Depois de dez dias de crise, a ministra Cármen Lúcia decidiu falar. A presidente do Supremo Tribunal Federal rompeu o silêncio para manifestar “profunda preocupação” com o país. Disse que o Brasil vive um “grave momento político, econômico e social”.
A chefe do Judiciário mandou um recado a quem aproveita o tumulto para pregar uma ruptura institucional. Sem mencionar as faixas que pedem “intervenção militar”, ela disse que não existe saída fora da Constituição. “Não há escolha de caminho. A democracia é o único caminho legítimo”, afirmou.
De forma sutil, a ministra lembrou que a última “intervenção militar”, a de 1964, submeteu o país a uma longa ditadura. “Regimes sem direitos são passados de que não se pode esquecer, nem de que se queira lembrar”, disse.

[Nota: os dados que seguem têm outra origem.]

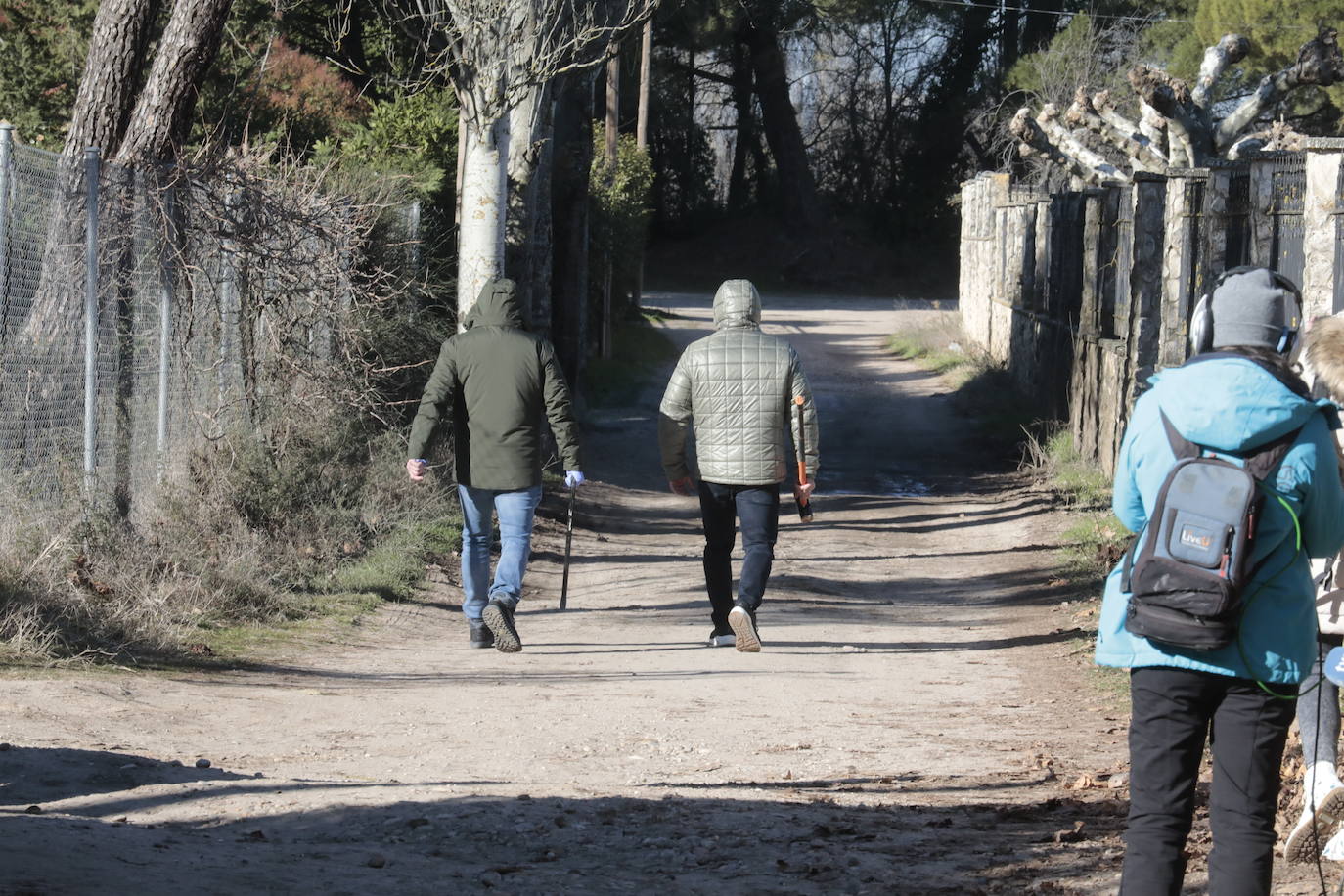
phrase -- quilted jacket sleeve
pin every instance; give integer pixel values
(674, 421)
(798, 387)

É a segunda vez em menos de dois meses que o Supremo se vê obrigado a rebater sugestões de interferência militar na política. Em abril, o ministro Celso de Mello reagiu a um tuíte do comandante do Exército na véspera de um julgamento importante.
Para ele, a manifestação do general Villas Bôas foi “claramente infringente do princípio da separação de poderes”. “Insurgências de natureza pretoriana, à semelhança da ideia metafórica do ovo da serpente, descaracterizam a legitimidade do poder civil instituído e fragilizam as instituições democráticas”, advertiu.

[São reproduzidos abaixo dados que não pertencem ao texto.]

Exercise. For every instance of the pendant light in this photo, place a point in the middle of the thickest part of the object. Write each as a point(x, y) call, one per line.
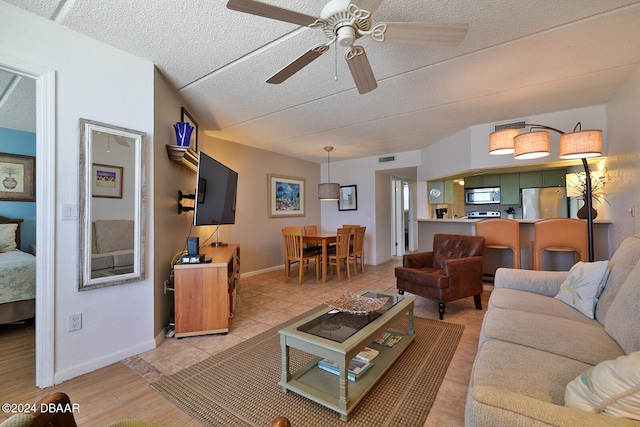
point(330, 190)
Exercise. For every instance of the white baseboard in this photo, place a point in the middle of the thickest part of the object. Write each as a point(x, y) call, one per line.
point(95, 364)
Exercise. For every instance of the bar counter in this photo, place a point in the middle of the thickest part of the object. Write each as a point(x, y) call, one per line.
point(495, 258)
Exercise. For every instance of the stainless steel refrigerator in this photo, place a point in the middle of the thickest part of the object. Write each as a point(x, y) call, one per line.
point(541, 203)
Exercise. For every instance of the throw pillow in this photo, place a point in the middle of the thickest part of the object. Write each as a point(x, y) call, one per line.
point(8, 237)
point(611, 388)
point(583, 286)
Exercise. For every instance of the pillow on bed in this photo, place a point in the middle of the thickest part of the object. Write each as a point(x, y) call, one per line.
point(8, 237)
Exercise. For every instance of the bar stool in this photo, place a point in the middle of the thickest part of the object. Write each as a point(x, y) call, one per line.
point(501, 233)
point(559, 235)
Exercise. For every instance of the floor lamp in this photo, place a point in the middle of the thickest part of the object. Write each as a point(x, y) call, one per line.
point(578, 144)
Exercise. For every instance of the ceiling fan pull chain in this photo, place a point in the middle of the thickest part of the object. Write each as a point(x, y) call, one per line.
point(335, 56)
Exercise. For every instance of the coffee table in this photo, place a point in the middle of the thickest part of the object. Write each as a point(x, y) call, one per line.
point(339, 337)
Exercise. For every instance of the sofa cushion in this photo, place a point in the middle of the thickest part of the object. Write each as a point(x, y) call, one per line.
point(525, 301)
point(582, 341)
point(583, 286)
point(622, 262)
point(611, 387)
point(8, 237)
point(623, 317)
point(525, 370)
point(113, 235)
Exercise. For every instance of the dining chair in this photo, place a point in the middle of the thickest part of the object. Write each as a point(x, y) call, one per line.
point(560, 235)
point(356, 249)
point(340, 252)
point(500, 233)
point(295, 252)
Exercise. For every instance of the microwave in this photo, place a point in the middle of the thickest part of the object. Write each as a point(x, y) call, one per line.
point(482, 196)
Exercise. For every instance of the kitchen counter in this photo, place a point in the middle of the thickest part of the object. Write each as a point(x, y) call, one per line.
point(428, 227)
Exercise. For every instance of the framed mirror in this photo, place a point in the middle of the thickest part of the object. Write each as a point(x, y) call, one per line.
point(111, 209)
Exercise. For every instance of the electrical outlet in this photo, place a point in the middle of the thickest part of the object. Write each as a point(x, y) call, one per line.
point(75, 322)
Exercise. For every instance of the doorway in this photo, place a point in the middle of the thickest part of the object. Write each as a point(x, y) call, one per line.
point(403, 218)
point(45, 211)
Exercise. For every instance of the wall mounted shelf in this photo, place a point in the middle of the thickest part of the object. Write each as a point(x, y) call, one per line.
point(184, 156)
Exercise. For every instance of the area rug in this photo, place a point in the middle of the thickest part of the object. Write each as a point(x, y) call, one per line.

Cármen demorou, mas seu recado ainda vem em boa hora. Parte do movimento dos caminhoneiros embarcou no discurso autoritário da extrema direita. Como o governo e o Congresso são os alvos da revolta, resta o Judiciário para rebater a pregação golpista.

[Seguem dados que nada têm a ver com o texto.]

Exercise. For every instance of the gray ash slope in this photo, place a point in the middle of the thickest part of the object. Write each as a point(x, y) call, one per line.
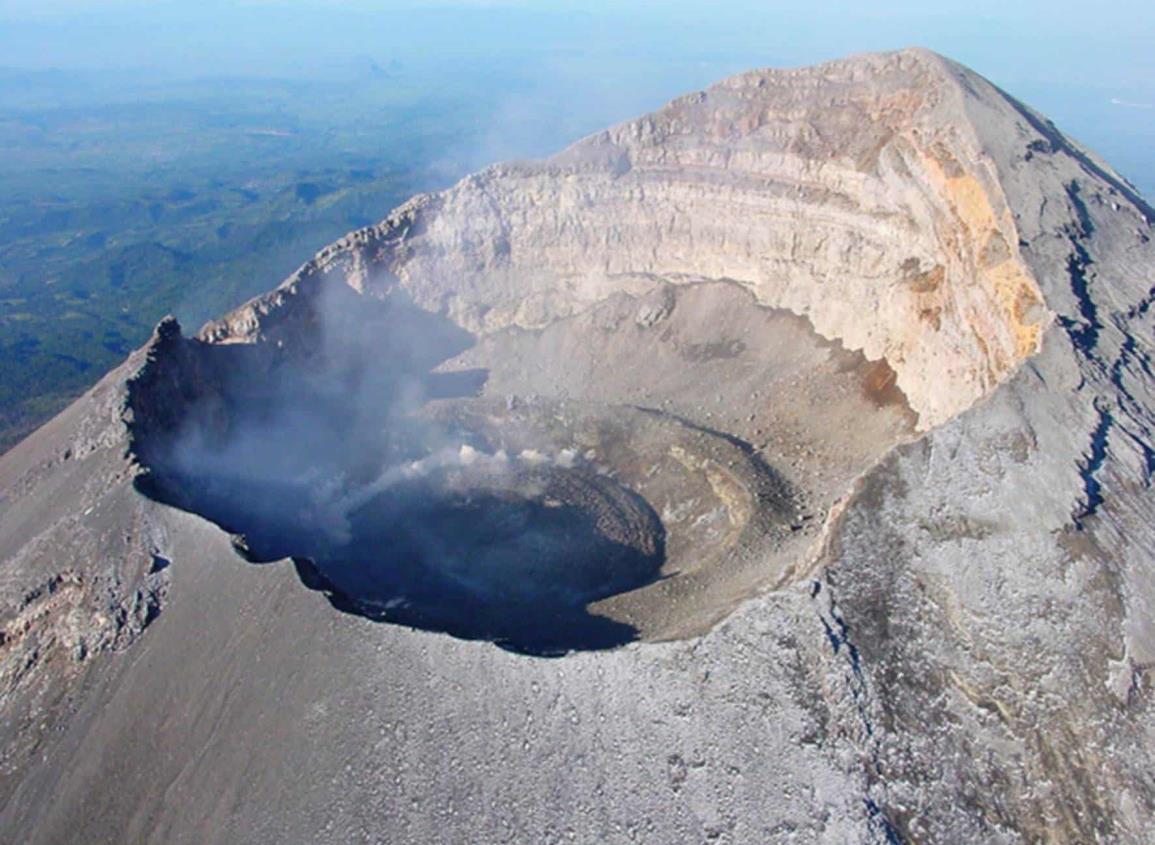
point(870, 341)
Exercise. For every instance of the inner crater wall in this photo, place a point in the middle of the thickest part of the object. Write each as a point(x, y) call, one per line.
point(852, 194)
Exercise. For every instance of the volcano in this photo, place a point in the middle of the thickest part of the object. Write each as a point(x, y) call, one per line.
point(772, 468)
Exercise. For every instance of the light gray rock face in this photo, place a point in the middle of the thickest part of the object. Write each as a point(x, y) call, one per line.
point(900, 296)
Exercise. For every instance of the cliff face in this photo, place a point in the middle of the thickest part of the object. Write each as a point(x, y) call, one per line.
point(856, 194)
point(872, 341)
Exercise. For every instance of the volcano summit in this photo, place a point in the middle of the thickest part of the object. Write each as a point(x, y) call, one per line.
point(772, 468)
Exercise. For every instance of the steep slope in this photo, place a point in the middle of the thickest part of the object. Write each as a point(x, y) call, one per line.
point(871, 341)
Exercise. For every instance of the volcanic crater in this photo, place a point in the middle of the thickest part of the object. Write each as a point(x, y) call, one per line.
point(611, 395)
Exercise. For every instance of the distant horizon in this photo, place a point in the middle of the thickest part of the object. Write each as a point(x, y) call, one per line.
point(619, 59)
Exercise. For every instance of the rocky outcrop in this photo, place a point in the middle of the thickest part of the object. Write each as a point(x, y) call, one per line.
point(885, 283)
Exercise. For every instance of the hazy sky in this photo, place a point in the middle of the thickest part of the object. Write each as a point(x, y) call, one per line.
point(1088, 66)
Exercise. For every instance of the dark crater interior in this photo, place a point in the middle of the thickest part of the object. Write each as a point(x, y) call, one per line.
point(325, 456)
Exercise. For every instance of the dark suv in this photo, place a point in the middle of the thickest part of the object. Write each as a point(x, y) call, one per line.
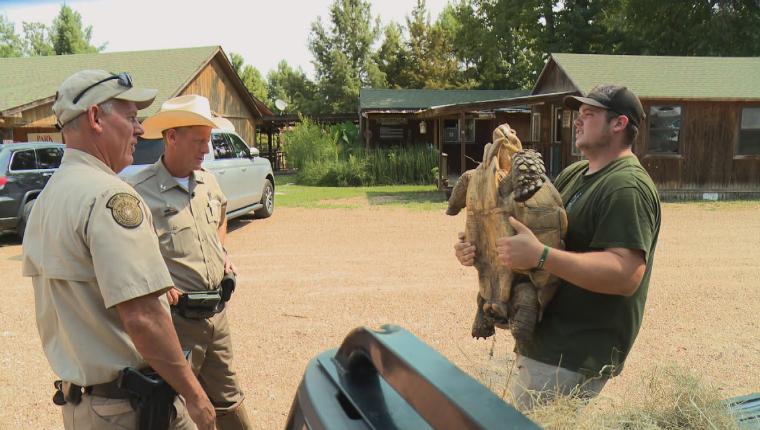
point(25, 168)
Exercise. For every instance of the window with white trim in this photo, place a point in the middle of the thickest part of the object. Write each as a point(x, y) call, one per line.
point(749, 134)
point(535, 127)
point(664, 130)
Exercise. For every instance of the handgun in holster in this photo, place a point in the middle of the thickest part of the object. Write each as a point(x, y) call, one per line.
point(227, 286)
point(153, 398)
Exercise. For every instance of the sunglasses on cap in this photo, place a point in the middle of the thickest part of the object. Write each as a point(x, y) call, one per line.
point(123, 78)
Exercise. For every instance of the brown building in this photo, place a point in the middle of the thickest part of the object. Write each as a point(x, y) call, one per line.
point(701, 137)
point(422, 117)
point(28, 86)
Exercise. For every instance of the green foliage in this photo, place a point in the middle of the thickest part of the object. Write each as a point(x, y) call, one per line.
point(418, 197)
point(10, 44)
point(335, 157)
point(68, 36)
point(343, 58)
point(294, 88)
point(251, 77)
point(37, 39)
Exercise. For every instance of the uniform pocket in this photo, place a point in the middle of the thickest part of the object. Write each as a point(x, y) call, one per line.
point(214, 211)
point(176, 234)
point(117, 413)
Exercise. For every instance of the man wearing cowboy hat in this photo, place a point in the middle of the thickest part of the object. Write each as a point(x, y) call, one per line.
point(188, 210)
point(98, 276)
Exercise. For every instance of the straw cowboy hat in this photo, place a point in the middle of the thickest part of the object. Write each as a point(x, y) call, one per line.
point(182, 111)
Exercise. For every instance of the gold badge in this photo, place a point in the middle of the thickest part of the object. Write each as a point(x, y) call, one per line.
point(125, 209)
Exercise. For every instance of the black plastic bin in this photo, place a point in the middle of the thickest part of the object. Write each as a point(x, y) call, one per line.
point(389, 379)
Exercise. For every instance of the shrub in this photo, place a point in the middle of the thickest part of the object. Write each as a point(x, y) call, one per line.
point(336, 157)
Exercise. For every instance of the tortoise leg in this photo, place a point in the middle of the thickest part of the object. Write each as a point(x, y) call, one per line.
point(483, 325)
point(525, 317)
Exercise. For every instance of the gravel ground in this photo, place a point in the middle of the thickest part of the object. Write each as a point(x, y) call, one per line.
point(309, 276)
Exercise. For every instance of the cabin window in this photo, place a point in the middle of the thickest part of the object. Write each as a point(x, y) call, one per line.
point(749, 136)
point(574, 149)
point(451, 130)
point(535, 127)
point(664, 129)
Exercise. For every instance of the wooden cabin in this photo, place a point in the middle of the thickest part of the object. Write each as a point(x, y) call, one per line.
point(393, 118)
point(28, 86)
point(701, 137)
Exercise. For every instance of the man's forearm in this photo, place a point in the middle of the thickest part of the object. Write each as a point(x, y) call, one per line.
point(150, 327)
point(615, 271)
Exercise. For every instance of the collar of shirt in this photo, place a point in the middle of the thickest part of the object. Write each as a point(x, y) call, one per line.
point(166, 181)
point(75, 156)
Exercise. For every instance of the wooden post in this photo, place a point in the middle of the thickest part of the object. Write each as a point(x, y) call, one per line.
point(462, 135)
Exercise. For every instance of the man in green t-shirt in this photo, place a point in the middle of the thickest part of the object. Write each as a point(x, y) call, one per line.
point(613, 214)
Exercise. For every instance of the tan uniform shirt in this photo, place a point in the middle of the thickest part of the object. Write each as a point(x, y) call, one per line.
point(187, 223)
point(89, 245)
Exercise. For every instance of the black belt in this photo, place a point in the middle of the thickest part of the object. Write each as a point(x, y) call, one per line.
point(206, 304)
point(68, 392)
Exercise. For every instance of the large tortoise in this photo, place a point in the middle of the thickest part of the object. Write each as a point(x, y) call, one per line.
point(509, 182)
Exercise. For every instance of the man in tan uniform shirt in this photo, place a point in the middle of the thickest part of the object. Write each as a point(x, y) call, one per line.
point(96, 267)
point(188, 210)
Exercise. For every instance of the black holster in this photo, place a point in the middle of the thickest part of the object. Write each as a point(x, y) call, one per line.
point(205, 304)
point(153, 398)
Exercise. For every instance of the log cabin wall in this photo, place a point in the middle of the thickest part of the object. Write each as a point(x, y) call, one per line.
point(213, 83)
point(706, 160)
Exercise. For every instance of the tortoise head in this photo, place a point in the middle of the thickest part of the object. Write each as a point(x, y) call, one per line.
point(507, 143)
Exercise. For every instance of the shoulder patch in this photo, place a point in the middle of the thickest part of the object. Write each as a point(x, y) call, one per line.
point(125, 209)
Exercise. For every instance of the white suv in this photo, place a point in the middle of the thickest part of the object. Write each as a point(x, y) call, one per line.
point(246, 178)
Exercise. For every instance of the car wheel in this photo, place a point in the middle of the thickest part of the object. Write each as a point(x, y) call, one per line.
point(24, 218)
point(267, 199)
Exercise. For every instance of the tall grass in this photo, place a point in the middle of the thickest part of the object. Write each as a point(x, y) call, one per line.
point(335, 156)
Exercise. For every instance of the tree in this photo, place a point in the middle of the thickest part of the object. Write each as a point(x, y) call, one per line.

Para evitar mais tumulto, a presidente do Supremo deveria desistir de uma má ideia que surgiu em seu gabinete: ressuscitar o debate sobre o parlamentarismo. Ao marcar o julgamento de uma ação que adormece na Corte desde 1997, a ministra abriu caminho a uma mudança de regime sem consulta popular. Isso não seria uma intervenção militar, mas também teria cheiro de golpe.